On Saturday, 18-year-old Payton Gendron opened fire at a Tops Friendly Markets in the predominantly black Kingsley neighborhood of Buffalo, New York. Over the course of his ten-minute rampage, Gendron murdered ten people and injured another three; he livestreamed the massacre on the platform Twitch. The horrific incident is being investigated as a hate crime, owing in part to a manifesto in which Gendron allegedly justifies the attack as a defense of the white majority against “replacement” by blacks and Jews.

The shooting has already been absorbed into the culture war. Commentators on the left have been quick to argue that the Buffalo massacre is simply more evidence of white supremacy’s grip on the Republican Party, and on American society as a whole. Some on the right mutter about the manifesto’s stranger sections, insinuating that the whole thing is some sort of FBI conspiracy. These efforts misappropriate, or wholly obscure, the bare meaning of these murders. Our response to the Buffalo mass shooting should be that a monster committed a heinous and indefensible act, and that justice demands we hold him to final account. Try him, convict him, and put him to death.

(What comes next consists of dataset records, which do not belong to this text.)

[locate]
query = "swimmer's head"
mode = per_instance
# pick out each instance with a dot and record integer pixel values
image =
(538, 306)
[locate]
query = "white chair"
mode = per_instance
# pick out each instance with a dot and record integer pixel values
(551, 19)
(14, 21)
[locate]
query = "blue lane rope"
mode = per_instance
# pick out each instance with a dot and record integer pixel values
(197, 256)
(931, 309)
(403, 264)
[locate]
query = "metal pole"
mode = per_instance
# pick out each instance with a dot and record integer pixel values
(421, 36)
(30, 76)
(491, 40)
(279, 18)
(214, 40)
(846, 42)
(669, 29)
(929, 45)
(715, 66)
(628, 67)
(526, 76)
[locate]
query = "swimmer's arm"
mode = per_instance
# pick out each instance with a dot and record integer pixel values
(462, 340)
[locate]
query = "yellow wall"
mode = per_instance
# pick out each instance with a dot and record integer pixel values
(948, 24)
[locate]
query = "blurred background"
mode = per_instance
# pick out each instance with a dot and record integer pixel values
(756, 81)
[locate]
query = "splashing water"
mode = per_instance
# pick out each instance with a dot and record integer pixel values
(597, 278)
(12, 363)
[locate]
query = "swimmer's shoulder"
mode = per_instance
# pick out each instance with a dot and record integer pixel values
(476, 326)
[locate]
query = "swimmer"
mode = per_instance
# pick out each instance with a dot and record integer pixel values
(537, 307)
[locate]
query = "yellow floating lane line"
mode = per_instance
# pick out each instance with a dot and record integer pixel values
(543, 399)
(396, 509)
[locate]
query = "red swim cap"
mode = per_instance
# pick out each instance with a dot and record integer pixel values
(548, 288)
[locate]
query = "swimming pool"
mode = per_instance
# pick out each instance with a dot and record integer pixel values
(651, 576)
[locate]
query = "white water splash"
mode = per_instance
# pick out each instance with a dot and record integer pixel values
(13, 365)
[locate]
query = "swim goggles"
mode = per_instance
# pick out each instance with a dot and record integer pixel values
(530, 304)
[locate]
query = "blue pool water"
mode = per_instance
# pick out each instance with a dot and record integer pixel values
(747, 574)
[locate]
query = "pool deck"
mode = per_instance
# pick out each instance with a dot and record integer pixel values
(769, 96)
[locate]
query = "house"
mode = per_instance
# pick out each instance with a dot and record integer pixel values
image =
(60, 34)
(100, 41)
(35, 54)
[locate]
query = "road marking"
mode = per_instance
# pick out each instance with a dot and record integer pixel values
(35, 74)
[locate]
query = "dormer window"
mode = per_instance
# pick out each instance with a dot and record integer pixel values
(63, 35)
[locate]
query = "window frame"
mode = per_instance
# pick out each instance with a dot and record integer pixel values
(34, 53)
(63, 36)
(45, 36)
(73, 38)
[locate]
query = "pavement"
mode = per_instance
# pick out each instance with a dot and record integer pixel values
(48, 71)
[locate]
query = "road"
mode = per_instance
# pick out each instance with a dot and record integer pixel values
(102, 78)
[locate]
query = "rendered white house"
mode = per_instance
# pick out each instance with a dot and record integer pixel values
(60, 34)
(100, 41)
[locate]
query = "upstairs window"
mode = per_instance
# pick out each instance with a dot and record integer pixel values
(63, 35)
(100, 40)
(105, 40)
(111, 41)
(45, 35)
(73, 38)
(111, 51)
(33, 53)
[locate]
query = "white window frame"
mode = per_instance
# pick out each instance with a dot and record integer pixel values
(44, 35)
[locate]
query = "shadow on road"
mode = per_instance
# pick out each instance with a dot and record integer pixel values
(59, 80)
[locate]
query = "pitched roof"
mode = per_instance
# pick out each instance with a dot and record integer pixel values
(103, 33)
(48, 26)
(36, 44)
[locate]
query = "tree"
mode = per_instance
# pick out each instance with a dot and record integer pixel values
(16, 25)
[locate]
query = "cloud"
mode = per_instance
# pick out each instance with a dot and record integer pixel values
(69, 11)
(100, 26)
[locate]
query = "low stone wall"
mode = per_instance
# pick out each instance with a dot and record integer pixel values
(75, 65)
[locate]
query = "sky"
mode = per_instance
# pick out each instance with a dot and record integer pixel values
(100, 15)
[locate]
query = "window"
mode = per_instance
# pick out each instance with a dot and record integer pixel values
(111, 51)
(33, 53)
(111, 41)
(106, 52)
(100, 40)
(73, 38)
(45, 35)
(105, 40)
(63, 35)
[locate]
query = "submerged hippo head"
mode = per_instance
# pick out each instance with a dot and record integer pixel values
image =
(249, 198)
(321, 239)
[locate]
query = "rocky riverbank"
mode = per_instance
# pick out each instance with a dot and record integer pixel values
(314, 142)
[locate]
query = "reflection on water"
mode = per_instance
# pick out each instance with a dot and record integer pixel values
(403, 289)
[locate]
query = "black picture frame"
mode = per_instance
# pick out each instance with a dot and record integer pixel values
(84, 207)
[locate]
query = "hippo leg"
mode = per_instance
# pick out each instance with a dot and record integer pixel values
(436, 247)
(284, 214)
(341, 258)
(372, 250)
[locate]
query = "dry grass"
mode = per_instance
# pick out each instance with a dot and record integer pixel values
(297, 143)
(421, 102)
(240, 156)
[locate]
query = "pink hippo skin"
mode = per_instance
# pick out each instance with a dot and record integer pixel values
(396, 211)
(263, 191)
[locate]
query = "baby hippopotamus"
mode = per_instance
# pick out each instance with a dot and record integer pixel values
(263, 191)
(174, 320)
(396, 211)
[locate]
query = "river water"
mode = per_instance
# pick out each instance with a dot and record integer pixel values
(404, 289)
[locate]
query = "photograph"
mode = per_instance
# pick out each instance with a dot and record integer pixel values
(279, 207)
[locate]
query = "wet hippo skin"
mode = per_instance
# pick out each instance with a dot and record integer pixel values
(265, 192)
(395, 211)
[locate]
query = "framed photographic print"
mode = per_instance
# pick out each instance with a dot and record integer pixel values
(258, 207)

Doing so would acknowledge the basic mandates of morality. Certain offenses are so reprehensible as to be unforgiveable. To fail to answer a vicious, hate-motivated rampage with anything but death is to deny the requirements of retribution.

Just as important, executing Gendron sends a message to those deranged few who will admire his actions: violently enacting your bigotry is intolerable to our society. As I have argued, hate-crime laws can be seen as a set of guard rails, delimiting certain criminal behavior as incompatible with shared values of civic tolerance and respect for one’s fellow citizens. When those laws are egregiously violated, capital punishment can restore the moral order that the law exists to defend.

Punishing Gendron may seem so obvious as to not be worth mentioning. But the fixation on the vulgar political significance of his atrocity reveals our collective inability to think in such stark moral terms. In particular, taking the killer as mere symbol of white America’s depravity waives his responsibility for his actions. It reinforces the therapeutic morality, undergirding most criminal-justice progressivism, that sees brutal criminals as mere products of their environment, rather than freely choosing individuals culpable for their actions. Punishment, the philosopher Herbert Morris once argued, is the way that we treat wrongdoers as fully human, by acknowledging them as morally responsible agents. The moral drama of retribution should therefore be at the center of our analysis.

Politics does play a role here. Capital punishment is, for no particularly good reason, inoperative in New York State. Several candidates for governor have already called for its return in response to the shooting; others might join them. Gendron can also be charged under federal hate-crime and homicide laws carrying a possible penalty of death, just as Emmanuel AME church shooter Dylann Roof was. But doing so would require the Biden administration to undo its death penalty moratorium. If Merrick Garland’s Department of Justice is really serious about combatting hate crimes, then it will proceed accordingly.

Outrage is a subject of much public debate these days: whose outrage is appropriate, whose is not, and when outrage ought to play a role in decision-making. In the case of horrific crimes like Saturday’s shooting, however, outrage is a natural moral emotion that points us to a just end. Only a hard heart can look upon the brutal deaths of ten people and not feel it. Putting Payton Gendron to death is simply the state’s enactment of the horror and revulsion that so many feel. Failing to do so would be a rejection of public moral sense and decency.